The firmness of ripe mango fruits was measured with the help of the TA-XT Plus Texture Analyzer (Stable Micro Systems, UK). A 2.0 mm diameter stainless steel cylinder probe was used for the test in compression mode using the load cell of 5 kg capacity. Fruit firmness was expressed in Newton (N). Firmness was measured at three points (shoulder, middle, and bottom) of the fruits of each individual and parents ( Figure 1 ) with pre-test, test, and post-test speeds of 5, 2, and 10 mm/s, respectively (Jha et al., 2006; Jha et al., 2010). During the compression of mango fruit by the cylinder probe, firmness was determined by the highest force recorded in the force-time curve recorded by the Texture Analyzer. The first peak in the texture curve was taken as peel firmness. The average force between the first and second anchors was used to calculate the flesh firmness. Fruit color and firmness concerning individual progenies were observed under three replications having a minimum of three fruits per replication. The data on various parameters were subjected for Qstats analysis to know the basic quantitative statistics, viz., mean, variance, standard deviation, skewness, kurtosis, and average deviation. To test the normal distribution of traits in the mapping population, a test of normality was performed, and the critical values for rejection were 5.99 and 9.21 for the tests at the 5% and 9% levels of probability, respectively.

Phenotypic data of fruit color and firmness for the bi-parental F₁ population was used for QTL mapping with an integrated linkage map using MapQTL^®6 (Van Ooijen, 2009; Kyazma B.V.R, Wageningen, The Netherlands) using cross-pollinated (CP) for population type and Multiple QTL model-based MQM mapping for association statistics with mapping step size of 1 cM and regression function.
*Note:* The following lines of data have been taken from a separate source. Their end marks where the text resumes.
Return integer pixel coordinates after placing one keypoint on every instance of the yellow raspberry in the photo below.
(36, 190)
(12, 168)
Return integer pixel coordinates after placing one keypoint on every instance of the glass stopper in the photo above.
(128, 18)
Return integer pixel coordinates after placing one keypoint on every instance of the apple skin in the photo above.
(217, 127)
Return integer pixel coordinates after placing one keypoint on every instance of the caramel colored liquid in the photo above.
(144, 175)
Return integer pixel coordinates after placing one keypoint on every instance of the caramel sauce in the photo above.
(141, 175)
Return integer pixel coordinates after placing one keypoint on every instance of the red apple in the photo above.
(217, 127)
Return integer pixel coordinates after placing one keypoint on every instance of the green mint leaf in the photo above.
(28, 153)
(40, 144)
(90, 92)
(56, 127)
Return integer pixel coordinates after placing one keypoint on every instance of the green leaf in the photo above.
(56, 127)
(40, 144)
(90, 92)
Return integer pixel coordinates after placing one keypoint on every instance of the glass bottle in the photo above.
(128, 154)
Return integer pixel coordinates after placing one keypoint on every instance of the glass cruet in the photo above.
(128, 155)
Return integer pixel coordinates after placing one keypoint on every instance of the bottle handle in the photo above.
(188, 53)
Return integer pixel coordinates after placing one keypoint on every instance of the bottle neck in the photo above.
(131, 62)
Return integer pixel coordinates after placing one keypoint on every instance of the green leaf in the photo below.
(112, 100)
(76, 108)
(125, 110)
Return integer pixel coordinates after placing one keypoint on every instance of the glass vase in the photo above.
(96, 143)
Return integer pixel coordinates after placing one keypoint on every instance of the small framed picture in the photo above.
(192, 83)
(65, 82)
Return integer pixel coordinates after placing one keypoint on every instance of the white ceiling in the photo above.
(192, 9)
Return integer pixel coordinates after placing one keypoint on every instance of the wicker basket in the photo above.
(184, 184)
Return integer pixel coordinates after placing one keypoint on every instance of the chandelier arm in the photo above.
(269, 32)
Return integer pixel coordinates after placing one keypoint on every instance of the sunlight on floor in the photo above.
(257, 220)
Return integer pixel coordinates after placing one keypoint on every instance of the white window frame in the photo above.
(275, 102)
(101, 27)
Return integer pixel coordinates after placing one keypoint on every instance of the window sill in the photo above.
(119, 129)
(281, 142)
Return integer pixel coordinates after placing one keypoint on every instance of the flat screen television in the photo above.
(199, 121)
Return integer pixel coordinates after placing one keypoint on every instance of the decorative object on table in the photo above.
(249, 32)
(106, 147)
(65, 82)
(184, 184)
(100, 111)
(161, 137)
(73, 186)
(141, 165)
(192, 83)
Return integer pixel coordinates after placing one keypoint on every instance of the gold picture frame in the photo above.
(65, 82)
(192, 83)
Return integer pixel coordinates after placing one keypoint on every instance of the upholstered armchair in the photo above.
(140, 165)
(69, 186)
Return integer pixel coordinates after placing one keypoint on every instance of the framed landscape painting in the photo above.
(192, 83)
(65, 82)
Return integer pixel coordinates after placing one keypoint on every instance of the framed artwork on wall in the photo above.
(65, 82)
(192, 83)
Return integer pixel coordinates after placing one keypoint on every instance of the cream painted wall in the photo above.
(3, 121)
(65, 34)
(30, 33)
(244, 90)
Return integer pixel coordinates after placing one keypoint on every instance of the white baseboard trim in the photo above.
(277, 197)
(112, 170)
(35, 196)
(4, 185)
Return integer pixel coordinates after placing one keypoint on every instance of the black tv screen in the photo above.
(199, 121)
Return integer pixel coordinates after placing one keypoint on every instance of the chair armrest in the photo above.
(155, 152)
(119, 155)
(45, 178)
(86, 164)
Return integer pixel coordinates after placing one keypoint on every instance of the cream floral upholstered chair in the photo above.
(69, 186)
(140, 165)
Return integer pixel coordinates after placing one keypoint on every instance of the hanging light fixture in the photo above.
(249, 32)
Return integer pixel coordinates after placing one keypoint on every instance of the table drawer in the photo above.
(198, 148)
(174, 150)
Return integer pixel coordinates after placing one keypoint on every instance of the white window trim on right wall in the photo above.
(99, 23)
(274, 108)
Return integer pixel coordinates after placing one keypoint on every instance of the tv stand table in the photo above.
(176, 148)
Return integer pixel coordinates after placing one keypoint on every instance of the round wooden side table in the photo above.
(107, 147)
Other calculation parameters were set with MapQTL default. The QTL statistics were reported for those in which the LOD score exceeded the threshold, and LOD peaks were used for determining the position of a significant QTL on chromosomes.

A total of 3,317 markers heterozygous in female (1:1) and 1,517 heterozygous in both parents (1:2:1) were used for the construction of the female map. Similarly, 2,447 heterozygous in male (1:1) and 1,517 heterozygous in both parents (1:2:1) were used for male linkage mapping.
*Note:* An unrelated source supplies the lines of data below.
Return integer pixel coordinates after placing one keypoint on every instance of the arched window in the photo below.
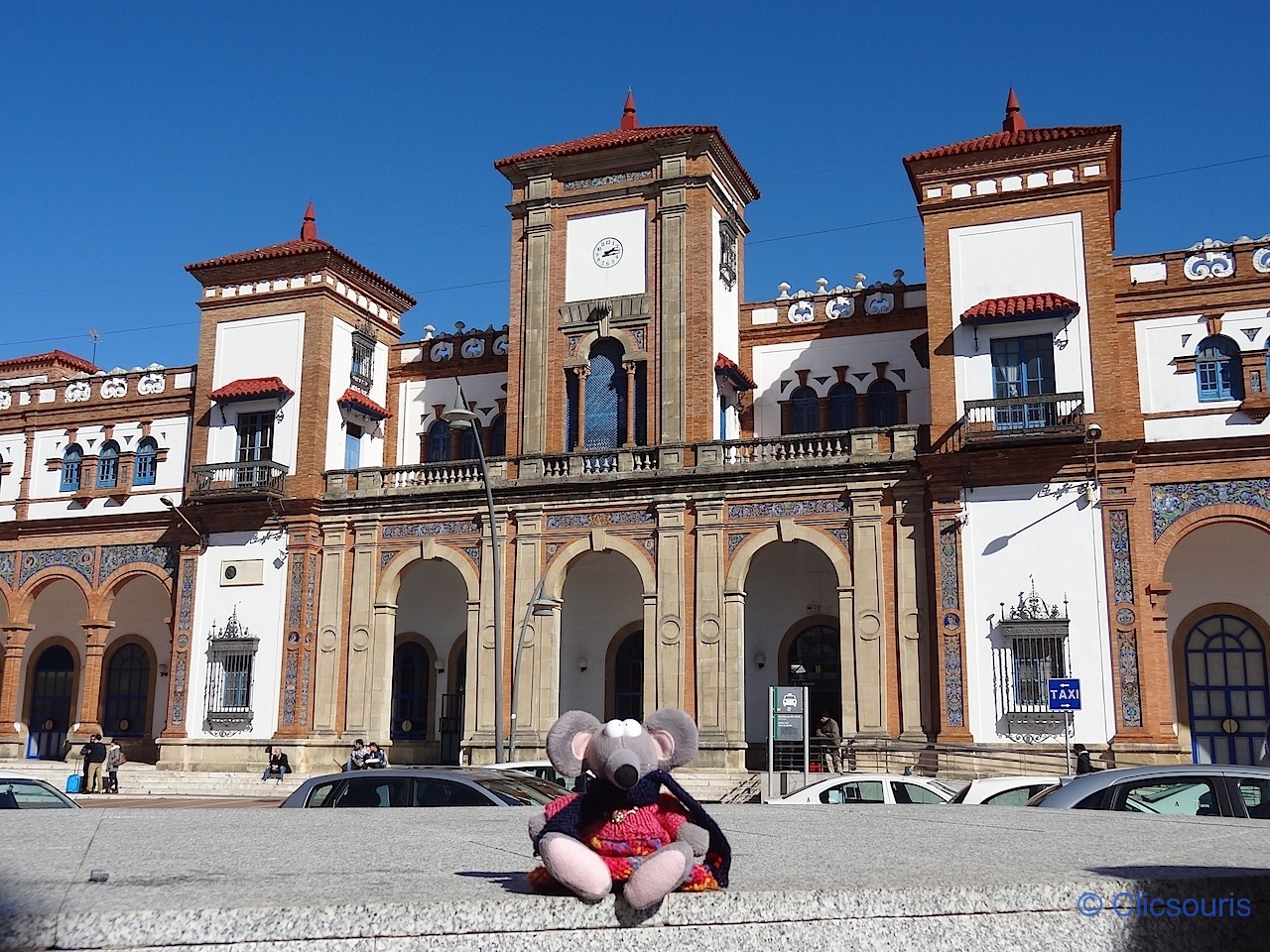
(804, 412)
(1218, 370)
(606, 397)
(883, 404)
(498, 435)
(145, 466)
(127, 692)
(108, 465)
(439, 442)
(843, 413)
(72, 466)
(411, 679)
(629, 678)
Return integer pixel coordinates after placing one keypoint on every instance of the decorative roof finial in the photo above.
(1014, 121)
(309, 230)
(629, 121)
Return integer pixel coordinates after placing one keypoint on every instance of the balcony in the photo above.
(259, 477)
(804, 451)
(1034, 417)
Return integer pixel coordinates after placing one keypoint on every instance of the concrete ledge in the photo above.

Finally, two high-density individual linkage maps with 3,213 and 1,781 SNPs distributed on 20 LGs in each segregation category were constructed as female and male maps, respectively ( Supplementary Table 1 ).
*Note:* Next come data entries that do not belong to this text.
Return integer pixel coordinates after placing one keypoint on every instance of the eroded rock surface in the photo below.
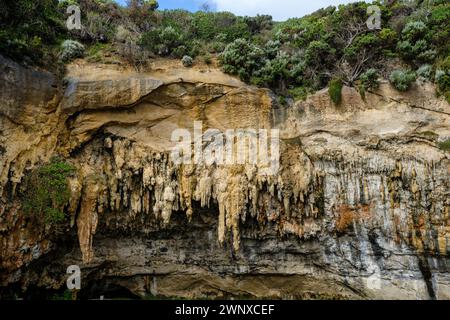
(359, 207)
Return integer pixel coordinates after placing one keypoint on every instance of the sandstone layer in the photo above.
(358, 209)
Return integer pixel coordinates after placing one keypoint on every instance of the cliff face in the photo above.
(358, 209)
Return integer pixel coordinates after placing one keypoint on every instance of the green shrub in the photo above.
(425, 71)
(444, 145)
(47, 191)
(70, 50)
(369, 79)
(207, 59)
(187, 61)
(162, 40)
(335, 90)
(242, 58)
(299, 93)
(402, 80)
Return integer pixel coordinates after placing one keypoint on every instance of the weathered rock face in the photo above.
(358, 209)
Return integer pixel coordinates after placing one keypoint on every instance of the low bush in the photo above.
(71, 50)
(187, 61)
(335, 90)
(402, 79)
(47, 191)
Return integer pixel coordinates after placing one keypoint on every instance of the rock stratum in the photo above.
(358, 210)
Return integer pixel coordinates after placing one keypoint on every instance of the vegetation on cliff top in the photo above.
(293, 57)
(47, 191)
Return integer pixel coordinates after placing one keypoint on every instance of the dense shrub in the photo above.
(47, 191)
(402, 80)
(28, 29)
(415, 45)
(369, 79)
(424, 72)
(208, 24)
(335, 90)
(70, 50)
(242, 58)
(187, 61)
(163, 40)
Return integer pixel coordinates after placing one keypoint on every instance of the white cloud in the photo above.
(280, 10)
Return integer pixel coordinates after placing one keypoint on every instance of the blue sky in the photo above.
(279, 9)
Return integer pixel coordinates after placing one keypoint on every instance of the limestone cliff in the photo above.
(358, 209)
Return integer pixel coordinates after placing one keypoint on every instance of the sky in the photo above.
(280, 10)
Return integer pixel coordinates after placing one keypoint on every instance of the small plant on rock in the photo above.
(402, 79)
(335, 90)
(71, 50)
(47, 191)
(187, 61)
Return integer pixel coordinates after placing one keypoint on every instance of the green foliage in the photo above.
(70, 50)
(424, 72)
(29, 28)
(335, 90)
(402, 79)
(242, 58)
(299, 93)
(208, 24)
(47, 191)
(369, 79)
(415, 45)
(163, 41)
(444, 145)
(187, 61)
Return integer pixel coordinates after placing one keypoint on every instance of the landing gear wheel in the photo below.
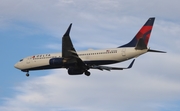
(87, 73)
(27, 74)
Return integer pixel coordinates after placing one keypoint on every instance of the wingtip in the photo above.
(131, 64)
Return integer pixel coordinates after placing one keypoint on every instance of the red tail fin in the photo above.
(143, 34)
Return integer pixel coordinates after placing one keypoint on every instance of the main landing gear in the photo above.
(27, 74)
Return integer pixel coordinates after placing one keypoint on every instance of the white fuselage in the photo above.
(115, 55)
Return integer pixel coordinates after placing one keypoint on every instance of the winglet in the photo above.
(131, 64)
(68, 30)
(150, 50)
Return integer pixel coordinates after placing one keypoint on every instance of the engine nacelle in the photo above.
(56, 61)
(75, 71)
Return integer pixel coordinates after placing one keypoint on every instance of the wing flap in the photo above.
(111, 68)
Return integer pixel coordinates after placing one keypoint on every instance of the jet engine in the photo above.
(56, 61)
(75, 71)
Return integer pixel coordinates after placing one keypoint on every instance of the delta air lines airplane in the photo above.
(82, 61)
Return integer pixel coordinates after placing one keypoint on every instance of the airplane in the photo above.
(81, 62)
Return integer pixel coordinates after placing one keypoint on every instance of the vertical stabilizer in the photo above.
(140, 41)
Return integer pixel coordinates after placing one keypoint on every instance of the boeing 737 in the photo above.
(81, 62)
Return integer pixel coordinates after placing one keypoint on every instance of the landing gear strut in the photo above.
(27, 74)
(87, 73)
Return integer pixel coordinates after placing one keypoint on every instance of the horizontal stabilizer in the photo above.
(150, 50)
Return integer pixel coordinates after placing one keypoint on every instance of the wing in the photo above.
(69, 53)
(111, 68)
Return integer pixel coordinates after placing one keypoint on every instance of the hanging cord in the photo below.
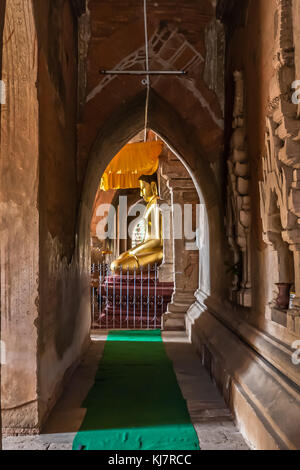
(147, 68)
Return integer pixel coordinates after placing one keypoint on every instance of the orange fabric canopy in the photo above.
(133, 161)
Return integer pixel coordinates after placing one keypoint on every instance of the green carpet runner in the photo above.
(135, 403)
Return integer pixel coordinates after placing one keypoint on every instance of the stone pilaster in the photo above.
(186, 262)
(166, 270)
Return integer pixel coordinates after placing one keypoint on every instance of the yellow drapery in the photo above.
(133, 161)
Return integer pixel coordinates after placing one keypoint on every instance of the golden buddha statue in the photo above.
(150, 252)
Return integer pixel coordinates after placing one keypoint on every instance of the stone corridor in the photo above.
(211, 418)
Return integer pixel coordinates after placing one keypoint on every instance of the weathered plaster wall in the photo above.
(19, 222)
(63, 330)
(248, 355)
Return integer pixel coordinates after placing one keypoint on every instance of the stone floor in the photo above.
(212, 420)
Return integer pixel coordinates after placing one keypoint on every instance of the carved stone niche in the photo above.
(280, 188)
(239, 202)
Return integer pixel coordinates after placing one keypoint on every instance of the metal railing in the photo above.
(128, 300)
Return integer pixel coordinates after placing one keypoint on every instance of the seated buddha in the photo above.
(150, 251)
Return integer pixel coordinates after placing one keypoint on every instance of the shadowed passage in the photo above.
(136, 402)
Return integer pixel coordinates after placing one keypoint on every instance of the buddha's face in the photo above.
(148, 190)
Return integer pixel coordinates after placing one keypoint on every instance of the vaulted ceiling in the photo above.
(182, 36)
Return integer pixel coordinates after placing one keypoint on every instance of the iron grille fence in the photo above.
(128, 300)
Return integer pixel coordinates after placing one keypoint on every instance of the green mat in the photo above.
(135, 403)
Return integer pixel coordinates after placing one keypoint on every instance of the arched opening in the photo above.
(167, 125)
(154, 285)
(164, 121)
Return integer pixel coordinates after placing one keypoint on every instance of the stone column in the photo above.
(293, 314)
(186, 261)
(166, 270)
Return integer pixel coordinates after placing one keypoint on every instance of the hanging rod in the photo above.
(143, 72)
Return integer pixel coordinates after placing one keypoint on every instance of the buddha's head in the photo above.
(148, 185)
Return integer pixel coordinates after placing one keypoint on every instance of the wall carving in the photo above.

The female map had 3,213 markers on 20 chromosomes with an average of 160.65 markers/chromosome. It covered a total map distance of 2,844.39 cM with individual chromosomes ranging from 82.41 cM (Chr 15) to 222.19 cM (Chr 3) with an average length of 142.22 cM. The average interval ranged from 0.43 cM (Chr 15) to 2.50 cM (Chr 3), with an average interval of 1.01 cM. The number of markers on each chromosome ranged from 75 (Chr 17) to 262 (Chr 4). This map is highly dense, and the density of SNPs ranged from 0.40 per cM (Chr 3) to 2.34 per cM (Chr 15) with an average of 1.21 SNPs per cM ( Table 3 ).

A total of 1,781 markers were successfully mapped on the 20 chromosomes in the male map with an average of 89.05 markers/chromosome. The male map covered a total map distance of 2,684.22 cM. The individual chromosome length ranged from 62.55 cM (Chr 15) to 187.86 cM (Chr 6), with an average length of 134.21 cM. The number of markers ranged from 42 (Chr 7) to 208 (Chr 11). The average interval ranged from 0.64 cM (Chr 15) to 3.68 cM (Chr 6), with an average of 1.74 cM. The number of SNPs per cM ranged from 0.27 (Chr 6) to 1.57 (Chr 15), with an average of 0.69 markers per cM ( Table 3 ).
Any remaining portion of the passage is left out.